Back to the IEnumerable – .NET 1.0

LINQにおいて「列挙可能」であるとは、つまり「IEnumerable<T>」インターフェイスを実装している事、という事です。例えば、次のような簡単なLINQを考えてみます。

// データを格納するintの配列
int[] sourceDatas = new int[] { 123, 456, 789 };

// データ配列から、偶数の値を抽出する
IEnumerable<int> evens = sourceDatas.Where(data => (data % 2) == 0);

.NETの配列は、System.Arrayクラスを暗黙に継承しています。このリファレンスを見ると、以下のようなインターフェイスを実装していることが分かります。

// (無関係なインターフェイスは除外)
public abstract class Array : IList, ICollection, IEnumerable

これを図示すると、こういう事です。

enumeration1

  • IEnumerableインターフェイスは、「列挙可能」である事を示します。「示す」と言っても、ただ表明しているわけではありません。列挙可能にするための「GetEnumerator」メソッドを実装しています。ここではその詳細に踏み込みませんが、C#の「foreach」を使用する時、C#のコンパイラは暗黙に「GetEnumerator」メソッドを呼び出して、要素の列挙を実行します。そのため、「IEnumerable」を実装している=列挙可能、と見なせるわけです。
    だから、配列に対して、直接foreachが使えます。
    (厳密には異なるのですが、このように解釈していて問題ありません)
  • ICollectionインターフェイスを実装しているクラスは、要素数を把握可能である事を示します(他にも機能はあるのですが、省略)。要素数は、皆さんおなじみの「Count」プロパティで取得できます。
    ICollectionはIEnumerableを継承しています。そのため、ICollectionにキャスト出来た場合は、勿論「列挙が可能」と言う事になります。
  • IList インターフェイスは、リスト形状のコレクションに対する、追加・変更・削除も含めた、全ての操作が可能である事を示します。このインターフェイスは、ICollectionを継承しているので、要素数の把握も可能(つまり、Countプロパティが使える)で、更にIEnumerableも継承していることになるので、列挙も可能です。

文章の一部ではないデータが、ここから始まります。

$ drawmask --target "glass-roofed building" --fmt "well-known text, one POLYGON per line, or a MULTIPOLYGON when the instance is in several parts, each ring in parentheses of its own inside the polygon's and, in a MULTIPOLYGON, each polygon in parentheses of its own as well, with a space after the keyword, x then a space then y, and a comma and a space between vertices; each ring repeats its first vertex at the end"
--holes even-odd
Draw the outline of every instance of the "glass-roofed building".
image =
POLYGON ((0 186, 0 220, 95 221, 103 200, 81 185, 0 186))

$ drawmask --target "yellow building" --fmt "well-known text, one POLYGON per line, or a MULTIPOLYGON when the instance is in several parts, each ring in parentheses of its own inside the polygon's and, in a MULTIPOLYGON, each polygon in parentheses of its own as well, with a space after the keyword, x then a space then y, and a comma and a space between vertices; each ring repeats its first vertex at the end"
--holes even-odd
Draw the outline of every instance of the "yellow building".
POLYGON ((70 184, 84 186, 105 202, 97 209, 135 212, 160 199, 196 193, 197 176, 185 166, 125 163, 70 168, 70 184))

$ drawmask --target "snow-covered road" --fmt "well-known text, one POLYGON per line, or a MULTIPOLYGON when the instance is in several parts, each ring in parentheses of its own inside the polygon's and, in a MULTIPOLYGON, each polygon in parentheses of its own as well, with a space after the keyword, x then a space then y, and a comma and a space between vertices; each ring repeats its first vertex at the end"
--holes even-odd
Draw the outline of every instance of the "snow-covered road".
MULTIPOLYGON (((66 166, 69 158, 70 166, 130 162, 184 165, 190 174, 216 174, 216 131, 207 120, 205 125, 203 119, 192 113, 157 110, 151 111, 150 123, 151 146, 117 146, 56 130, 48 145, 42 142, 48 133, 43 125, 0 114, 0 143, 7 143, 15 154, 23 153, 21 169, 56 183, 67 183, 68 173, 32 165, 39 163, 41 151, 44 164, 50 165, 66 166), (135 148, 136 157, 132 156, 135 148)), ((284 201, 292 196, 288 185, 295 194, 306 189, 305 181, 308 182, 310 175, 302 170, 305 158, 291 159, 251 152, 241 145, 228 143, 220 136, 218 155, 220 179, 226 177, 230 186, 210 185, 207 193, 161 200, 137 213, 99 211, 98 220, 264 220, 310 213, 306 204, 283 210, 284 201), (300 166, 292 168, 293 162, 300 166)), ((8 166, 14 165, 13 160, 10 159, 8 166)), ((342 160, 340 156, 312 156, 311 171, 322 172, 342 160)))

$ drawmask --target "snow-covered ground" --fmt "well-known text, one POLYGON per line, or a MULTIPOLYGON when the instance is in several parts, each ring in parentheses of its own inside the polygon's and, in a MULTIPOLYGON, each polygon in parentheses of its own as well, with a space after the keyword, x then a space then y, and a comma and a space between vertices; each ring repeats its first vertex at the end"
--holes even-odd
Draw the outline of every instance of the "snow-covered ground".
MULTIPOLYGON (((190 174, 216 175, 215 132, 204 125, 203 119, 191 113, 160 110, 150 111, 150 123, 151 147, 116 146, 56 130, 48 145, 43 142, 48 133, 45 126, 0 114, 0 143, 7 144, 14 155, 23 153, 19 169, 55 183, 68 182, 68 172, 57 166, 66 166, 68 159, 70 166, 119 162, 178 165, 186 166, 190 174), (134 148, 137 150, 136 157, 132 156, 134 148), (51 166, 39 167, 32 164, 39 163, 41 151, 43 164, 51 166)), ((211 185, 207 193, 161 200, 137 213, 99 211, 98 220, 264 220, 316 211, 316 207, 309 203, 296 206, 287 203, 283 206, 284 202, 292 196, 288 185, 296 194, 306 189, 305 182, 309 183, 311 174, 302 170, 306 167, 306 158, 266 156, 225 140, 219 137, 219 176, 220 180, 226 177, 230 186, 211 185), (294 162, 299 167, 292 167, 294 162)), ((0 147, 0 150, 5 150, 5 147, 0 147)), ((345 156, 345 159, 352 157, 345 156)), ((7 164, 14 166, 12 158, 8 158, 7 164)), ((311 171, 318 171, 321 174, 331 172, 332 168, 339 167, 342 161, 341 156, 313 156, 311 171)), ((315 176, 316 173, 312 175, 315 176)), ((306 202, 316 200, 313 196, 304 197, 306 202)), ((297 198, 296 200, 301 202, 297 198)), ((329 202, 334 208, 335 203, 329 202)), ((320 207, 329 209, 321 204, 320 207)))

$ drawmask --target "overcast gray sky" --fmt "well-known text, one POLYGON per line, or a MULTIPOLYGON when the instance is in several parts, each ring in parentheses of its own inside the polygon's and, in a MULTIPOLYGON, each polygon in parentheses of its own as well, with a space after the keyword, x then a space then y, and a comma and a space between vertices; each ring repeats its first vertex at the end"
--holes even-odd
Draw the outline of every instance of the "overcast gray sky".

さて、これらのインターフェイスが登場したのは、.NET 1.0、つまり最初から存在するインターフェイスです。気づいたかもしれませんが、これらのインターフェイスには、要素の型が含まれていません。例えば、IEnumerableインターフェイスで列挙しようとすると、System.Objectが要素の型となります。これでは列挙した後、適切な型へのキャストを行わなければなりません。

実際、「foreach」を使用して列挙する場合、ループ変数の型を明示的に指定する事で、暗黙にキャストしていました。意味的には以下のようになります。

// .NET 1.0世代での列挙

// 明示的にIEnumerable型の変数に代入
IEnumerable sourceDatas = new int[] { 123, 456, 789 };

// foreachでループ(一般的な記述)
foreach (int value in sourceDatas)
{
  // ...
}

// 実際にはこういう事
foreach (object untypedValue in sourceDatas)
{
  int value = (int)untypedValue;

  // ...
}

ところで、配列の基底型であるSystem.Arrayが、IListインターフェイスを実装しているのはおかしいと思うかもしれません。配列の要素数は、一度生成されたら「不変」な筈です。そのため、ICollectionインターフェイスの実装までが妥当と思われますが、そうなっていません。実際、配列のインスタンスをIListインターフェイスにキャストし、Addメソッドを呼び出して要素を追加しようとしても、例外がスローされます。

このような設計になっている理由は公式には明らかになっていないと思いますが、IListインターフェイスには「インデクサ」が定義されています。このインデクサを使用可能にするため、敢えてIListインターフェイスを実装しているのではないかと推測しています。

(しかし、結局これは誤った設計だったと個人的には思っています。理由については後述)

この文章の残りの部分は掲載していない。